DuckDB’s HISTOGRAM() function returns a MAP of key-value pairs representing buckets and counts (documentation).

This can be useful to quickly summarize a distribution:

SELECT HISTOGRAM(island)
  FROM penguins;

It can be ventilated by group, to create a sort of data cube:

SELECT species
     , HISTOGRAM(island)
  FROM penguins
 GROUP BY 1
 ORDER BY 1;

To count NULL values, we can use COALESCE (we also increase the granularity of the grouping):

SELECT species
     , island
     , HISTOGRAM(COALESCE(sex, 'N/A'))
  FROM penguins
 GROUP BY 1, 2
 ORDER BY 1, 2;

Retrieving totals

Now, suppose we have saved this granular summary data as a very compact parquet file —loaded as a table named penguins_stats—, and want a query equivalent to:

SELECT species
     , sex
     , COUNT() AS count
  FROM penguins
 GROUP BY 1, 2
 ORDER BY 1, 2;

All the information we need is here. Since the cube contains the histograms for each element in the data cube, we just need to make a sum of them for each group of species.
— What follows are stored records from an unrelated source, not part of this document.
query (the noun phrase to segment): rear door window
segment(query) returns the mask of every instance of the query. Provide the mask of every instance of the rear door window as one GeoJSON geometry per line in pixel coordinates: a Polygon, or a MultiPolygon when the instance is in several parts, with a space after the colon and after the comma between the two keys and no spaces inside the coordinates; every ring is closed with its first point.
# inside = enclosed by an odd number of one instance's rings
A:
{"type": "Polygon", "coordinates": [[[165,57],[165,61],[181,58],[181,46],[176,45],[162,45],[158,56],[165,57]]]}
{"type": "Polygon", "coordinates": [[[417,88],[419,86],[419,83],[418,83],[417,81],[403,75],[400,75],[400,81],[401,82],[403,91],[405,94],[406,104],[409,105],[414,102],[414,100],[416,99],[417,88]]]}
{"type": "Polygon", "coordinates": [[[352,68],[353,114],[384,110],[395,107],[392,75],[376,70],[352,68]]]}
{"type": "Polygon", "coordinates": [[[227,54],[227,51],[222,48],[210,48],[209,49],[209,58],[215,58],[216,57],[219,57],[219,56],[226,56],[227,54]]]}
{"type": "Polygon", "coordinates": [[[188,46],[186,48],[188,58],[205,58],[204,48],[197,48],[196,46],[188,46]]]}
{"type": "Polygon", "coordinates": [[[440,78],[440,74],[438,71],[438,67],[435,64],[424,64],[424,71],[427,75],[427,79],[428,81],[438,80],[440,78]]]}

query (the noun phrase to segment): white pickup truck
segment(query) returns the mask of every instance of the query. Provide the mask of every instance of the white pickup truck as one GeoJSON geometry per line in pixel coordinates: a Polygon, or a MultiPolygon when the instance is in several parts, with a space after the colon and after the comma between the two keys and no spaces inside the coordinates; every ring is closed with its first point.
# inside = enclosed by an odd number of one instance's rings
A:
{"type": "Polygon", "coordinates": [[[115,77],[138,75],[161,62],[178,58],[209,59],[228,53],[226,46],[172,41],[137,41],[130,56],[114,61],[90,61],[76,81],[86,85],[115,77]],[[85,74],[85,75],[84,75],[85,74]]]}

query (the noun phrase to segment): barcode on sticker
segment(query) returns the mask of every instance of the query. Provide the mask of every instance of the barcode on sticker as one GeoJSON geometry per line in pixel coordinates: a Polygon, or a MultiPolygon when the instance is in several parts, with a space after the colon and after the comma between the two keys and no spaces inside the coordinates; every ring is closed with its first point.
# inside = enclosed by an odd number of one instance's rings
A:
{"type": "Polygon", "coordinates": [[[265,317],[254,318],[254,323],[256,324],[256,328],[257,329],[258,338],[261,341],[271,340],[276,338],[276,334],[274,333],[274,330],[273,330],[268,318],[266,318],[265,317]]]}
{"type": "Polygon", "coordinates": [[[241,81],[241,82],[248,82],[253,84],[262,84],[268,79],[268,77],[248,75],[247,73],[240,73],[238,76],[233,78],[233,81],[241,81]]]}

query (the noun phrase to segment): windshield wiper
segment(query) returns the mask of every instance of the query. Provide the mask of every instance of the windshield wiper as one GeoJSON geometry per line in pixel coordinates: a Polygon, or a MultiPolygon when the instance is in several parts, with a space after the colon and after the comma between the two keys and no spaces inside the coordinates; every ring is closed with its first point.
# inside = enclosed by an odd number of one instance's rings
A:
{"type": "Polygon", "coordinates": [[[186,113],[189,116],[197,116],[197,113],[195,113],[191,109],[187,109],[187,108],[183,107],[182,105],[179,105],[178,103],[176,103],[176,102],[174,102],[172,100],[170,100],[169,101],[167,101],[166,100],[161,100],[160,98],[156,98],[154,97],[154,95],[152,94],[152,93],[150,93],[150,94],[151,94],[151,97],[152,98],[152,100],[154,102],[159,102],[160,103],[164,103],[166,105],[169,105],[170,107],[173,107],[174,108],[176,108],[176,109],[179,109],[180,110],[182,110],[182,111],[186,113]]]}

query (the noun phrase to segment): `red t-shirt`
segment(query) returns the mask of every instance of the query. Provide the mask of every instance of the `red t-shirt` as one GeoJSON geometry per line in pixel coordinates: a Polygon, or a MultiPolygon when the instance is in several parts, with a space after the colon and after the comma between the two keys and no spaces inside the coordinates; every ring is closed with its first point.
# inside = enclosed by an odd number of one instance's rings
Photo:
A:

A solution (suggested to me by Éric Mauvière, thanks!), is to use UNNEST (documentation). Here, I’m using an intermediate TABLE to make it easier to write subsequent queries:

CREATE TABLE penguins_expand AS (
  SELECT island
       , species
       , UNNEST(map_keys(h)) AS sex
       , UNNEST(map_values(h)) AS count
    FROM penguins_stats
);

Our query is now:

SELECT species
     , IF(sex = 'N/A', null, sex) AS sex
     , SUM(count) AS count
  FROM penguins_expand
 GROUP BY 1, 2
 ORDER BY 1, 2;

(It seems a bit complicated to query a few hundred penguins, but this works identically with dozens of millions of rows!)

Grouping the keys

Another useful operation we can do is to group the keys according to some parameter. This time, let’s create histograms on a quantitative dimension:

SELECT species
     , island
     , sex
     , HISTOGRAM(body_mass_g)
  FROM penguins
 GROUP BY 1, 2, 3
 ORDER BY 1, 2, 3;
SELECT species
     , sex
     , 100.0 * SUM(
         IF (body_mass_g <= ${threshold}, count, 0)
       ) / SUM(count) AS percentage
  FROM penguins_mass_expand
 GROUP BY 1, 2;